Trump Signs COVID Relief Bill, Says More Money Needed


On Sunday night, President Trump signed the $2.3 trillion pandemic relief and spending bill after reaching an agreement with Congress over stimulus checks, Section 230, and voter fraud, the White House said.

“As President of the United States it is my responsibility to protect the people of our country from the economic devastation and hardship that was caused by the China Virus,” Trump said in a statement. The signed bill includes the $900 billion COVID-19 relief package, including various means of financial aid.

President Trump signed the legislation citing the need to assist many Americans oppressed in blue states. “I understand that many small businesses have been forced to close as a result of harsh actions by Democrat-run states. Many people are back to work, but my job is not done until everyone is back to work.”

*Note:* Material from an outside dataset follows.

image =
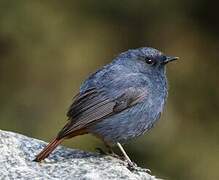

Image Courtesy of The New York Times; 12/28/2020

A study by the University of California Santa Cruz demonstrated that the businesses hardest hit by COVID restrictions occurred in regions with democrat majorities, “Regional estimates indicate that the Northeast and West experienced larger losses than the Midwest and South, but these differences generally do not contribute to demographic differences.” The west coast has experienced some of the most restrictive measures against businesses to date. The study found that businesses in the West experienced losses of 18 percent while experiencing the lowest increase in business owners of 3 percent.

“I have told Congress that I want far less wasteful spending and more money going to the American people in the form of $2,000 checks per adult and $600 per child,” Trump stated. Democrats have applauded the President’s actions while simultaneously working to drum up support for the stimulus checks.

“I will vote yes by proxy,” Representative Rick Larsen (CD2) signified, regarding the $2,000 stimulus increases. Congressman Larsen suspected infection by the Chinese Communist Party (CCP) virus after receiving a positive test for COVID-19 on December 22nd. He stated no symptoms and quarantined himself from his wife and family over Christmas due to the positive test. Representative Larsen, attended by his wife, spent Christmas enjoying wifi, music, and bird watching.

President Trump spent this Christmas pressuring lawmakers to review spending in the omnibus component of the bill that he believes is “wasteful” and “unnecessary.” Trump explained his reasons for the delay in signing the bill, saying, “I simply want to get our great people $2,000, rather than the measly $600 that is now in the bill. Also, stop the billions of dollars in ‘pork’.”

Some Republican lawmakers have opposed the bill as the additional stimulus’s price tag could reach almost $500 billion.

The President intends to use the Impoundment Control Act to demand payments increase to $2,000 while removing “wasteful spending” from the relief bill. The act allows the President to make demands to Congress, but it must ultimately be decided by Congress whether to accept the demands and vote on the rescissions.

The House is scheduled to vote on the measure to include the additional payments on Monday evening.